Expression of the EGF receptors (EGFRs) is abnormally high in many types of cancer, including 25% of lung cancers. Successful treatments target mutations in the EGFR tyrosine kinase domain with EGFR tyrosine kinase inhibitors (TKIs). However, almost all patients develop resistance to this treatment, and acquired resistance to first-generation TKI has prompted the clinical development of a second generation of EGFR TKI. Because of the development of resistance to treatment of TKIs, there is a need to collect genomic information about EGFR levels in non-small-cell lung cancer patients. Herein, we focus on current molecular targets that have therapies available as well as other targets for which therapies will be available in the near future.

Keywords: EGF receptor; acquired resistance; afatinib; cetuximab; gefitinib; neratinib; predictive markers; trastuzumab; tyrosine kinase inhibitors.

Figure 1. Crystal structures of wild-type and mutant EGF receptor kinase domain showing the ATP binding site occupied by the anticancer drug gefitinib

Note the mutations G719S and L858R near the binding site shown as blue sticks. The kinase domain of EGF receptor and its mutants are shown in overlapped ribbons: green – wild-type (PDB ID 2ITY), gefitinib is shown as red sticks; yellow – mutant (PDB ID 2ITO), gefitinib is shown as orange sticks; and cyan – mutant (PDB ID 2ITZ), gefitinib is shown as magenta sticks. These mutations affect the binding of the drug to the receptor and cause resistance to cancer treatment. Mutation in the binding site that restores the ATP binding (T790M) is also shown in blue. T790M was suggested to be used as a biomarker for acquired resistance of tyrosine kinase inhibitor therapy.
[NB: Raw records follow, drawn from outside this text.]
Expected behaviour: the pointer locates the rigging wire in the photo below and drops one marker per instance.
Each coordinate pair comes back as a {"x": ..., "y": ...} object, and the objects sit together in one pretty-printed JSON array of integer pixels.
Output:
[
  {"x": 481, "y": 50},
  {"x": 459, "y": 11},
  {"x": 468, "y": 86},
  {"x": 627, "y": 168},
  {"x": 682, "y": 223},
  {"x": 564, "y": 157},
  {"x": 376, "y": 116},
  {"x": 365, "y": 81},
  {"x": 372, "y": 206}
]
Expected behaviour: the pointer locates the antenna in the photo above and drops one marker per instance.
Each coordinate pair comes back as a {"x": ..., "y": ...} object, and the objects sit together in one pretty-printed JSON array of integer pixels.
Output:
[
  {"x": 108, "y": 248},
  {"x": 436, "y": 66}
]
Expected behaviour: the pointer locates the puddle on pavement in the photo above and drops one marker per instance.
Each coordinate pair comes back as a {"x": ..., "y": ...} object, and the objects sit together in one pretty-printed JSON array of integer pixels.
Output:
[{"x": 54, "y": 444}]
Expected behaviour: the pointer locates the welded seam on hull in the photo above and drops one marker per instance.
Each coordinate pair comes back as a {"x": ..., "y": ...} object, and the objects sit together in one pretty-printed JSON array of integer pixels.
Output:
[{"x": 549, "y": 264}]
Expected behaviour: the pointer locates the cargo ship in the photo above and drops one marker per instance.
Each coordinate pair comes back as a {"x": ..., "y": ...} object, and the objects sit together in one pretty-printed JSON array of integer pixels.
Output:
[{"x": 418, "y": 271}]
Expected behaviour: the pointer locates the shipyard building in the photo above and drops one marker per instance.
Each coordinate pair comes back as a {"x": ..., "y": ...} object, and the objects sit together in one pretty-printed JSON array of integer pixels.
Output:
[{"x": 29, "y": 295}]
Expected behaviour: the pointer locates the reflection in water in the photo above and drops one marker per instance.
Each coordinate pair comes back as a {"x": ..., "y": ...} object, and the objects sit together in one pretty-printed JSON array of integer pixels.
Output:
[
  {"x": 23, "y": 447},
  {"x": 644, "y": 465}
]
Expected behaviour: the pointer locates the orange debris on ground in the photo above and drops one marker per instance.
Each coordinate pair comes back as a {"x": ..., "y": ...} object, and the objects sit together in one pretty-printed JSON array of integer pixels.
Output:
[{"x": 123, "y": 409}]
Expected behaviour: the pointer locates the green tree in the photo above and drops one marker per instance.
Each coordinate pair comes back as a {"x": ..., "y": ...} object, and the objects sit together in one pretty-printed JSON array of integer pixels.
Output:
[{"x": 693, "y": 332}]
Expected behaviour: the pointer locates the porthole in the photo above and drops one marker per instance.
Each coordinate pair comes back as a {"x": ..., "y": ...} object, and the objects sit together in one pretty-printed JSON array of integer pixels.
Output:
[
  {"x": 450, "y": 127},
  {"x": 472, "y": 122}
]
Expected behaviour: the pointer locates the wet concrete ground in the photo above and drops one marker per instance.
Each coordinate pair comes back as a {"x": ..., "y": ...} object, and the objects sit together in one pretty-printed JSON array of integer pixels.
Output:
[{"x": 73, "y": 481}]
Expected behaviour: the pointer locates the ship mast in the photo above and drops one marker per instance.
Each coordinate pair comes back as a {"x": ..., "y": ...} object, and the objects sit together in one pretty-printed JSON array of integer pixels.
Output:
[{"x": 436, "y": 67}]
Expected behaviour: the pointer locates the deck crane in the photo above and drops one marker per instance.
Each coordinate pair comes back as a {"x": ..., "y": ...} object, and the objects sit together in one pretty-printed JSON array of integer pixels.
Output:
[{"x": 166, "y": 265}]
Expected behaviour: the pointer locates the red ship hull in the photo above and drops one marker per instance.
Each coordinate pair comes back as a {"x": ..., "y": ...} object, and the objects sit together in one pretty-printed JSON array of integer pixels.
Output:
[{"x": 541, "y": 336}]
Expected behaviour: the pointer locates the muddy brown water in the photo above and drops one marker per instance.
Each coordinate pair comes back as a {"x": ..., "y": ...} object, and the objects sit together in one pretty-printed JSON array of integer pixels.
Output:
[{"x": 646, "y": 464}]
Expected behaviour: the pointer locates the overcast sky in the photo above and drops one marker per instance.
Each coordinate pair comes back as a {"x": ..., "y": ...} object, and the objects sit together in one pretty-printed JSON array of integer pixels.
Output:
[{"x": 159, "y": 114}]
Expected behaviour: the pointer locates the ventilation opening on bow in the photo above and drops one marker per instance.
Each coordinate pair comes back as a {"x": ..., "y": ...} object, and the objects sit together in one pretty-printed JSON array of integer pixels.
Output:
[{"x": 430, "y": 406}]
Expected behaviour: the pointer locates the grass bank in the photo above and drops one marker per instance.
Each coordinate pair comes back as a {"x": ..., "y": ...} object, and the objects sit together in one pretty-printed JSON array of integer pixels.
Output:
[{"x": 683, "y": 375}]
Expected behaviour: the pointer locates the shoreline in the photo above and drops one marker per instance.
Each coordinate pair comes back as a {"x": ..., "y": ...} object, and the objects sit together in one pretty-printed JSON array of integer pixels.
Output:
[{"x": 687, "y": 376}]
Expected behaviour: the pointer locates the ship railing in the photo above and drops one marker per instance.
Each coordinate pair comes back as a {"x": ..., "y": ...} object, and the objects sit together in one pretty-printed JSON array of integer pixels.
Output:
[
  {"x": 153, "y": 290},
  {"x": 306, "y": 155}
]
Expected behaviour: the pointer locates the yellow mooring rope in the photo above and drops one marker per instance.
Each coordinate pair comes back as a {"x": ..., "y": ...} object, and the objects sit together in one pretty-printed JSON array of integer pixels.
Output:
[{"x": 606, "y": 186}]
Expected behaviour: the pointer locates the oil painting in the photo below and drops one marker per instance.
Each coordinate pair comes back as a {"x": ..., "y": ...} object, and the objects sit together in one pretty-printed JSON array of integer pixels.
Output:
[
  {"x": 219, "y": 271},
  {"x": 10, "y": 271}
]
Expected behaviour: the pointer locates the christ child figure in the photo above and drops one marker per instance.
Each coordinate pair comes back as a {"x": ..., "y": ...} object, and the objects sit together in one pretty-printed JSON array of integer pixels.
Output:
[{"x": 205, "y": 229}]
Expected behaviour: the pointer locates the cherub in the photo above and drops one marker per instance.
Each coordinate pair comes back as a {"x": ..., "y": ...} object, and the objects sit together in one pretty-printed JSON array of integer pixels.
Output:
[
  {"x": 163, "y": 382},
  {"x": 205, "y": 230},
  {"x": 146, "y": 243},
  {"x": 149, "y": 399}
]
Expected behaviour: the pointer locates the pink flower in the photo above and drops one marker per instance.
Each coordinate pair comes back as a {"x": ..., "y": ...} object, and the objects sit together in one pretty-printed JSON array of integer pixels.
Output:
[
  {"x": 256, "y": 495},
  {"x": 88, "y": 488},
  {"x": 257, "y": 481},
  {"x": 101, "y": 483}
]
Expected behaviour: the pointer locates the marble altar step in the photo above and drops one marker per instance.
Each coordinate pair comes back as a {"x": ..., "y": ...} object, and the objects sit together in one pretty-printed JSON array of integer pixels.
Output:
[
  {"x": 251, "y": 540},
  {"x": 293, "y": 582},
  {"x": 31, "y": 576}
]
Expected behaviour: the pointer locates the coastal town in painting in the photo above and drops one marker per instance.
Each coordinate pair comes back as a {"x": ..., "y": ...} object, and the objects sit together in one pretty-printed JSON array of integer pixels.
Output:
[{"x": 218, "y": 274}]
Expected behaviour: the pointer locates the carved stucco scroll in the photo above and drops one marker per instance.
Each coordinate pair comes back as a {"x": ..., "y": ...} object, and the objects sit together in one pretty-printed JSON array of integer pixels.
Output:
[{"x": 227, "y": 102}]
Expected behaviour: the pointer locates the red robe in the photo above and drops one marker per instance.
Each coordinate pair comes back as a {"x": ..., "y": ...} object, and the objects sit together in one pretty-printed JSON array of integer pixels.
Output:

Figure 2. Protein–protein interaction inhibition method for the development of drugs for different types of EGF receptor-overexpressed cancer

The extracellular domains of EGFR and HER2 are shown as heterodimers. Note that domain IV is involved in the interaction of two proteins. Domain IV can be targeted with small molecules, peptides or peptidomimetics for the inhibition of dimerization. The region of PPI and its inhibition is marked by an oval shape. The model of EGFR:HER2 heterodimer was generated [108,109] using the crystal structures of EGFR (PDB ID 3NJP) [110] and HER2 (PDB ID) [111] with a homodimer of EGFR as a template (PDB ID 3NJP). EGFR: EGF receptor; PPI: Protein–protein interaction.